MORT DE FRANÇOIS-VICTOR.


Guernesey. 17 janvier. — Décidément Thiers me tient parole. Cette fois encore Rochefort ne part pas.


22 janvier. — J’envoie à Paul Meurice qui veut bien me suppléer aux répétitions de Marion de Lorme un exemplaire unique de Marion de Lorme, 1831, avec chiffres et marques à l’encre de la main de Mme Dorval, variantes de ma main, et, sur la couverture, un siffleur dessiné par moi[1].


23 janvier. — Je reçois d’Émile Allix une lettre qui m’attriste. Mon Victor souffre[2].


25 janvier. — Les journaux anglais sont dupes de la mystification des journaux bonapartistes qui ont donné comme faits pour Napoléon III les vers que j’ai faits sur Charles X en 1837[3]. Tous les journaux anglais les reproduisent.

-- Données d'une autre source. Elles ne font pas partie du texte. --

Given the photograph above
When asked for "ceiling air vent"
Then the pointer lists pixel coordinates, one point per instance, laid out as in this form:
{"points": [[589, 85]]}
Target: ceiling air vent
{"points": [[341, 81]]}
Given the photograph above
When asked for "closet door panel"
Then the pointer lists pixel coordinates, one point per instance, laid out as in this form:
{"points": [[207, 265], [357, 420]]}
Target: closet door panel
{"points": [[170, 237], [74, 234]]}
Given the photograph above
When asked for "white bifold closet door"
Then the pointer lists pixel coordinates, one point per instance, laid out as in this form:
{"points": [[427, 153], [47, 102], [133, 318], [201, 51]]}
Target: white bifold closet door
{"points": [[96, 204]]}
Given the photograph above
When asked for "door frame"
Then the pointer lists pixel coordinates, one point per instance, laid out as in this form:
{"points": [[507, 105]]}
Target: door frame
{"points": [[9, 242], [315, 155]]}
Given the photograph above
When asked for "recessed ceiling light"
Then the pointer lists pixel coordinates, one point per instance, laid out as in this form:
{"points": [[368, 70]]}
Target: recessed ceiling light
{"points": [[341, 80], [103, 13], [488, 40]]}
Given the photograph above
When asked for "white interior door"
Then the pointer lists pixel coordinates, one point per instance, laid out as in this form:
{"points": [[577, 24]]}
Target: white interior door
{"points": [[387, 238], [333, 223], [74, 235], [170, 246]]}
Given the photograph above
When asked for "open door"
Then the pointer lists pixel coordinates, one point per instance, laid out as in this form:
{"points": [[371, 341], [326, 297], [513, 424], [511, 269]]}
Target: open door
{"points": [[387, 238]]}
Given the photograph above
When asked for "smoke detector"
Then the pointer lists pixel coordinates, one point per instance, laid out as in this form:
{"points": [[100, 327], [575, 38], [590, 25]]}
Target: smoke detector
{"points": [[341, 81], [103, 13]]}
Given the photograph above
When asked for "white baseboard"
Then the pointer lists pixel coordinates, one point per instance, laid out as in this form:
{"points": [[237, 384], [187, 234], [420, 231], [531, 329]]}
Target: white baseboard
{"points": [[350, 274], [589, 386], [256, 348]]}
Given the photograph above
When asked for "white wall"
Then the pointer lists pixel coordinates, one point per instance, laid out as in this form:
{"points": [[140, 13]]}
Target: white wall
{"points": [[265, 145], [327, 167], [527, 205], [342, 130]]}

13 mars. — Il y a deux ans aujourd’hui que mon Charles a cessé d’être visible pour nous, mais j’espère qu’il ne nous a pas quittés. N’est-ce pas que tu es là, mon Charles bien-aimé ?


30 mars. — Deux comités électoraux de Lyon m’ont écrit, l’un le 16 mars, l’autre le 25, pour me prier d’être représentant de Lyon (siège vacant par la démission Laprade). Je leur réponds que je ne pourrais rentrer à l’Assemblée que pour proposer l’amnistie, qui serait rejetée en ce moment, ce qui compromettrait la question pour l’avenir, que par conséquent je crois devoir m’abstenir de rentrer à l’Assemblée.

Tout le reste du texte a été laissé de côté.